PSNH Presents on 9/6: Jennifer Freed on Writing Through Family Crisis
Date/Time
Date(s) - September 6, 2022
7:00 pm - 8:30 pm
Categories
When caught in a swirl of family needs and sorrows, writing may be the thing that holds you steady. But how do you write about people you love – how to balance anger and empathy, frustration and moments of grace? How do you decide whether to share what you’ve written, or to keep it private? These and other questions (point of view, narrative arc) will be on open for discussion when Jennifer L Freed reads poems from her recent collection When Light Shifts, which explores the aftermath of her mother’s cerebral hemorrhage, touching on themes of identity and ability, healing and loss, and the altered relationships that emerge in a family crisis. The cover art for the book was made by her pre-stroke mother.

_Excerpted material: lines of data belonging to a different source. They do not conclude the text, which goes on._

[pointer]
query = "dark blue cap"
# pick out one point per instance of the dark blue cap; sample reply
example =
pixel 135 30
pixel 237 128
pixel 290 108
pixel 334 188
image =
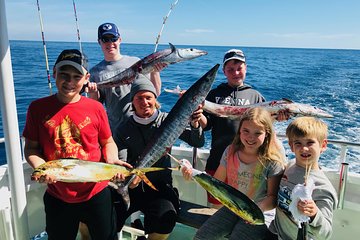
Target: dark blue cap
pixel 108 28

To participate contact events@psnh.org
Bio for Jennifer Freed: Writer and teacher Jennifer Freed is the author of When Light Shifts: A Memoir-in-Poems, a 2022 finalist for the Sheila Margaret Motton Book prize, and of the chapbook These Hands Still Holding, a finalist for the 2013 New Women’s Voices Chapbook competition. She lives in Massachusetts where she teaches adult writing programs and where she raised two college-age daughters. In what feels like another life, she taught English to college students in China about a year before the demonstrations in Tiananmen Square, and to professionals in the Czech Republic about a year after the fall of the Berlin wall, before returning to the Boston area to work in ESL and curriculum development.